I almost died laughing. Not metaphorically, literally
I’ve knocked on death’s door and heard it creaking open, after a couple of botched surgical procedures. And then there was the time I almost died laughing...
Many claim to have had an NDE, a “near death experience”. On briefly carking it, they report being welcomed to another realm by a shimmering figure or somesuch. All very lyrical and reassuring. Two of my friends – Kerry Packer, and the ABC’s Robyn Williams – were technically dead for a time before rejoining us, and neither returned with glad tidings confirming an afterlife. Though Kerry found his glimpse of the Beyond liberating, saying: “There’s no one there to greet you. There’s no one there to judge you. So you can do what you effing well like.”
I too have knocked on death’s door and heard it creaking open, following a couple of botched surgical procedures. And then there was the time I almost died laughing. Not metaphorically, literally. The figure I saw was not angelic but a drunken French postman.
My NDE was at the Dendy cinema in Brighton, Melbourne, about 60 years ago. I was watching Jour de Fete (1949), the first feature directed by Jacques Tati, a few years before his masterpiece Mr Hulot’s Holiday. Jour de Fete, titled The Big Day here, was set in the rural village of Sainte-Severe-sur-Indre, with the real villagers providing most of the cast. It tells of the blunderings of the postman – played by Tati – on the big day the carousel starts spinning in the town square, along with a few tatty sideshows and a tent cinema. And the damned film damn near killed me.
The sight gag that almost did me in involved the postie, inebriated during the festivities, completing his round on a rickety bicycle that also seemed inebriated. Tati parks the thing beside a fence and, when attempting to remount, swings a ludicrously long leg over both bike and fence. Despite his persistent efforts, it is of course impossible to pedal. I was convulsed. Nothing in Chaplin or Keaton had ever had the same effect. Choking for air, my heart wildly palpitating, I felt myself slipping from the seat onto the floor among the lolly wrappings… and started to lose consciousness. I knew that, yes, I was laughing myself to death. There are worse ways to go (as I’d discover later in a long life) but then, dying in the Dendy, I was dimly aware of the irony.
You have been warned. I saw the film in black and white. It was subsequently restored by Tati’s daughter in the experimental colour system that was used in the filming but deemed a failure, and this polychrome version is currently proffered on SBS World Movies. I’ve found the courage to download it but not to watch it again. Having narrowly survived it in my youth – apparently my companions saved me without the need for an ambulance – I lack the bravery to tempt fate and fatality by meeting Tati’s character a second time. The Grim Reaper in the guise of a French postman.

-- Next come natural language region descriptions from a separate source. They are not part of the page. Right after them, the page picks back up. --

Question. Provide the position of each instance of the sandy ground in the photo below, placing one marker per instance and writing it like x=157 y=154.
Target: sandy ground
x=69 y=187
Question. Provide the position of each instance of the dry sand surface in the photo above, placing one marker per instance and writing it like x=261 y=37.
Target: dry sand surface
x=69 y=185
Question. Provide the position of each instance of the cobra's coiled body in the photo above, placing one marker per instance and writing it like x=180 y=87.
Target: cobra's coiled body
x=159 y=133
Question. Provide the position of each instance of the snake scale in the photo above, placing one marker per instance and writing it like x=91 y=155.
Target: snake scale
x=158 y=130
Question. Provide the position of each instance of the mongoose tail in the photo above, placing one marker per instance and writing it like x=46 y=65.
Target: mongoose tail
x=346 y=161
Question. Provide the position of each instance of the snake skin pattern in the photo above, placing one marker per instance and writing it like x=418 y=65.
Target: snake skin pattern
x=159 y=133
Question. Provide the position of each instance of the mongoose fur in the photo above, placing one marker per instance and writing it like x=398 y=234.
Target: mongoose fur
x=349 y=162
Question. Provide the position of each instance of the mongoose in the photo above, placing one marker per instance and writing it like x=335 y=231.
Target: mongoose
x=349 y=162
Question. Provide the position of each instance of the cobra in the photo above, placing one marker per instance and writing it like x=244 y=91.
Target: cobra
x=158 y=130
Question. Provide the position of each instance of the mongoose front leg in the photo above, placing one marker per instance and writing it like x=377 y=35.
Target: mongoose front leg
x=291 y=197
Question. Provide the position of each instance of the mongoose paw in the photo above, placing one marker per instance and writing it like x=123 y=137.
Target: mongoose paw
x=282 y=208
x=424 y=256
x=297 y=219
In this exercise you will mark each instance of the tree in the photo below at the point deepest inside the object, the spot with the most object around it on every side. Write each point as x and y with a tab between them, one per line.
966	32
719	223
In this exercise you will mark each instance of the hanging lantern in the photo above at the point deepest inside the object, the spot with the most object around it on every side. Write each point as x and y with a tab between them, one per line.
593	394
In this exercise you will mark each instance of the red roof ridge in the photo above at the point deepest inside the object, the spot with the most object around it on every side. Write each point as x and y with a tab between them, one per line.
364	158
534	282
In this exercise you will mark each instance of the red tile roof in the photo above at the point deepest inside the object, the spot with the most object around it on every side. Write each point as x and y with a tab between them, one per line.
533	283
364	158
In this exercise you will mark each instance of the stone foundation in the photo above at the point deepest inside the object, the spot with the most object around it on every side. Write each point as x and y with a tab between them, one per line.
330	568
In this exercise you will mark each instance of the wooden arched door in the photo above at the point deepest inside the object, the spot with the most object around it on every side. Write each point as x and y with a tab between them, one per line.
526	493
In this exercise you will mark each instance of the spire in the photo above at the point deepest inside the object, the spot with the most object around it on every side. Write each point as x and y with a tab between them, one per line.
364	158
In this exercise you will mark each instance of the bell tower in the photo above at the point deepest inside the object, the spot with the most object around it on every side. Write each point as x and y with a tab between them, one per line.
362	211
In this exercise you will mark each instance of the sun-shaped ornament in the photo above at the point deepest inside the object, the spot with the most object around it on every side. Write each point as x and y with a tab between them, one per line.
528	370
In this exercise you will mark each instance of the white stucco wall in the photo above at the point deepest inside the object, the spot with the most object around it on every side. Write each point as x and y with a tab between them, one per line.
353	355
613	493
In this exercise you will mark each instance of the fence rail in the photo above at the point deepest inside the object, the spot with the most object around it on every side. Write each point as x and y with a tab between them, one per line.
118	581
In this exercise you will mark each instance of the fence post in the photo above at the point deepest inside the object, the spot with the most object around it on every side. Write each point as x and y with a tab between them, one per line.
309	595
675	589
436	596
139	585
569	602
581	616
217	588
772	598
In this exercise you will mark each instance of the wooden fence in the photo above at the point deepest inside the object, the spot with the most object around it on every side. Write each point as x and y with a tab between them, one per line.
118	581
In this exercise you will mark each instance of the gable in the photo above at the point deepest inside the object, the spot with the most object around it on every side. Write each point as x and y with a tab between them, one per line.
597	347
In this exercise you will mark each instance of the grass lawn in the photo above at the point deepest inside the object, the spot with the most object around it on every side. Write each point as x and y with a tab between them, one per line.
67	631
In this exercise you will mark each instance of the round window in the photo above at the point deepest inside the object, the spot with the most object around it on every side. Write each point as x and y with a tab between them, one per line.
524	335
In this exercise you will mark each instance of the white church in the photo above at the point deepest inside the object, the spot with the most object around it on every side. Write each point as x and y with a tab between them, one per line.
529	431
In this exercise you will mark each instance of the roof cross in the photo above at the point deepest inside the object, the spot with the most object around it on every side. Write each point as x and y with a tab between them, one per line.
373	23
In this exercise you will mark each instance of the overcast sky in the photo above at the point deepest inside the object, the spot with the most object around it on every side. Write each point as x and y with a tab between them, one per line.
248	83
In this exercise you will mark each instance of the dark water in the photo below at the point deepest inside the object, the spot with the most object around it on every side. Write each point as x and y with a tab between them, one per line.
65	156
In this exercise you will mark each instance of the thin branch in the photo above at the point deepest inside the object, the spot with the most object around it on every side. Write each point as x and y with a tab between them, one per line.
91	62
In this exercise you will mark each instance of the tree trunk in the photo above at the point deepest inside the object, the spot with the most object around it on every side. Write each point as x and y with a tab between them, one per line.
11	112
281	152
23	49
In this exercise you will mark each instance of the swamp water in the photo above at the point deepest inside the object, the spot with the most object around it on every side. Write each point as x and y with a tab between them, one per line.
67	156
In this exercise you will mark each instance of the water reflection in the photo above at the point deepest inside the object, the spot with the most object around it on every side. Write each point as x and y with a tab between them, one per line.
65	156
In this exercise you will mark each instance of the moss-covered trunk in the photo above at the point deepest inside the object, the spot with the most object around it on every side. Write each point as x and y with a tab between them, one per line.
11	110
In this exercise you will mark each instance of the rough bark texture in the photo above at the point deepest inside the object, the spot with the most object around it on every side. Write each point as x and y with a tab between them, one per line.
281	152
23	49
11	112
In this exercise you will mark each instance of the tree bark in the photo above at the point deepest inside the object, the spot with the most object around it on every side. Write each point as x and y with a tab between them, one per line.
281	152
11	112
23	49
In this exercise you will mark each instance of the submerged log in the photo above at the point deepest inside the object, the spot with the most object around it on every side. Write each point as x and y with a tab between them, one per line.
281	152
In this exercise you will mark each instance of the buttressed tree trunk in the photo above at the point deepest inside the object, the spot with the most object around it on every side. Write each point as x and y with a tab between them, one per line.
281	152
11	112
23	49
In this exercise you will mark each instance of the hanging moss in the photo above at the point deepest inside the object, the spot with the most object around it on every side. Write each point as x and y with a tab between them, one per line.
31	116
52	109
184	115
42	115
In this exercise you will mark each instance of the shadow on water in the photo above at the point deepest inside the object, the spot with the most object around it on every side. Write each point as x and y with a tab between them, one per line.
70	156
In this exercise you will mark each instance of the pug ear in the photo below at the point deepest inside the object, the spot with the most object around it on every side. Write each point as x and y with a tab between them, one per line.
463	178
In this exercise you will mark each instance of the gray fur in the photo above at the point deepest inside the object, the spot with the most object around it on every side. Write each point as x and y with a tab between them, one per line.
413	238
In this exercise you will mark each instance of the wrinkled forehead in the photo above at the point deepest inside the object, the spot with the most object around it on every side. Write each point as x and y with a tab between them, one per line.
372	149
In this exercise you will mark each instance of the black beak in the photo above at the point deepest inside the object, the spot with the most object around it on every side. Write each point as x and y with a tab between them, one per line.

Don’t mention the war. Tati’s film is set in a bucolic, sentimentalised France just after the defeat of the Nazis. Which reminds me of the Monty Python sketch about the joke that killed Germans. Deemed the funniest joke ever told, it was amplified and broadcast at the Hun by brave British troops wearing earplugs. On the receiving end of this weaponised wit the Nazis would stand, stiffen and topple like ninepins. One hopes that this joke is now under lock and key, like poison gas and other chemical weapons banned by the Geneva Conventions.
Being given what the Goon Show character Bluebottle called “the dreaded deadings” via laughter is all very amusing. Unless you’ve had my experience at the dreaded Dendy.